Séminaire en partenariat avec la Banque de France, le service culturel de la Mairie de Paris, le département des Monnaies, médailles et antiques de la Bibliothèque nationale de France, la Cité de l’économie et de la monnaie et la revue Pour l’éco.
MODALITÉS D’ÉVALUATION
Présenter une démarche artistique en résonance avec une ou deux des séances du séminaire (15 pages). Cette proposition pourra inclure plusieurs œuvres.
SYLLABUS PRÉVISIONNEL
28 septembre, 5 octobre, 12 octobre, 19 octobre, 2 novembre, 9 novembre, 16 novembre, 23 novembre, 30 novembre, 7 décembre, 14 décembre, 11 janvier, 18 janvier
Séance 1 (lundi 28 septembre) – Introduction générale – Approches de la production
Lecture d’accompagnement : Luc Boltanski et Arnaud Esquerre, « La collection, une forme neuve du capitalisme. La mise en valeur économique du passé et ses effets », Les Temps modernes n°679, 2014/3, p. 5-72 ; Walter Benjamin, Charles Baudelaire. Un poète lyrique à l’apogée du capitalisme [1923], Paris, Payot, 1982 ; Daniel Bell, Les contradictions culturelles du capitalisme [1976], Paris, PUF, 1979 ; Fredric Jameson, La Postmodernité ou la logique culturelle du capitalisme tardif, trad. Florence Nevoltry, Paris, Beaux Arts de Paris Éditions, 2011 ; Gilles Lipovetsky et Jean Serroy, L’Esthétisation du monde. Vivre à l’âge du capitalisme artiste, Paris, Gallimard, 2013 ; Yann Moulier-Boutang, Le capitalisme cognitif, Paris, Éditions Amsterdam, 2007.

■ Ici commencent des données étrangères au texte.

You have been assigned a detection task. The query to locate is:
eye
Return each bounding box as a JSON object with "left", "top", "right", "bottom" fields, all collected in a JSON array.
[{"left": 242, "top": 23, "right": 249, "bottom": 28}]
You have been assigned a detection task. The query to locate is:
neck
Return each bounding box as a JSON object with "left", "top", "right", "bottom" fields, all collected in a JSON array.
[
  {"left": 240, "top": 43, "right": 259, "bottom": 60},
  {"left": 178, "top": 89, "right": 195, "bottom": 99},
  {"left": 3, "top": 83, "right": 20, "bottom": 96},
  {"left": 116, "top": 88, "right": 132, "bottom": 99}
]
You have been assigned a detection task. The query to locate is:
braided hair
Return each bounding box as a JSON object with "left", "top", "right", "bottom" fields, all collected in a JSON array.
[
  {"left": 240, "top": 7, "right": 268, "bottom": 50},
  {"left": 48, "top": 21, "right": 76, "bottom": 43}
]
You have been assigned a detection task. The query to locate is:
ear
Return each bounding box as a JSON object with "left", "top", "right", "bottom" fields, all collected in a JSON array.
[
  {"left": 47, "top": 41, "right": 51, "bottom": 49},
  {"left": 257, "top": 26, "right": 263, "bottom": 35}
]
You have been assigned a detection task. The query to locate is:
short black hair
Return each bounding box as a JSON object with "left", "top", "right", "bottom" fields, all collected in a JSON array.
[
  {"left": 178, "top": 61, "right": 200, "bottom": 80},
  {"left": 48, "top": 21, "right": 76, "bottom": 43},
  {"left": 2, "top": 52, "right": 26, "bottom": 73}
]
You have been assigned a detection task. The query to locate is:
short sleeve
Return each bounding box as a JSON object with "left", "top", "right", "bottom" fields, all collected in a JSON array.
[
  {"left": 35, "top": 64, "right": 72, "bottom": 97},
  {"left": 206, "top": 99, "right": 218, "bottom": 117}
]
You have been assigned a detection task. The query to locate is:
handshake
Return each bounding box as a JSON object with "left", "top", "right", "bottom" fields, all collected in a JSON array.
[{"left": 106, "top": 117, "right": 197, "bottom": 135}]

Panorama de la littérature et des références artistiques clés.
Livret de textes accompagnant le cours
Problématiques et organisation du séminaire.
La nouvelle bataille des tulipes : controverse autour de Jeff Koons
Séance 2 (lundi 5 octobre) – Dramatisation de l’écologie
Invités : Frederic Fisbach, Charlotte Farcey, Théâtre de la Colline
Lecture d’accompagnement :
Spectacle d’accompagnement : Vivre, En votre compagnie. Inspiré par Le Mystère de la charité de Jeanne d’Arc de Charles Péguy, Théâtre de la Colline, 9 sept-25 oct., dates réservées les 1, 2, 3 octobre
Spectacle portant sur l'impact écologique des spectacles et la conception possible d’un théâtre éco-responsable. Quels modèles de production pour le théâtre en temps de crise ? F. est metteur en scène, il meurt en 2020 quelques semaines avant le début des répétitions du Mystère de la charité de Jeanne d’Arc de Charles Péguy. Six ans plus tard, les actrices décident de reprendre le projet et les répétitions, auxquelles la mère de F. assiste. Quelles raisons ont ces femmes pour reprendre ce projet, à entamer un travail d'archive et de mémoire dans les carnets de travail de F. ? L'année 2026 est plongée dans le chaos, écologique et social. Reprenant la question qui tourmentait déjà F., les actrices réfléchissent à la place de la poésie dans un monde où tout n'est qu'urgence. Y-a-t-il de la place pour ces mots insoumis, ces odes à l'espoir sans bornes prononcées au bord de l'abîme ? Dans ce monde déjà tourmenté, un cataclysme se produit et détruit tout. Les morts prennent la parole. La mère de F. apparaît comme la dernière survivante qui erre dans les ruines du théâtre. Devenant spectatrice presque inconsciente d’une parole poétique qui refuse de se soumettre, l'agonie et la mort nous parlent de notre propre vie.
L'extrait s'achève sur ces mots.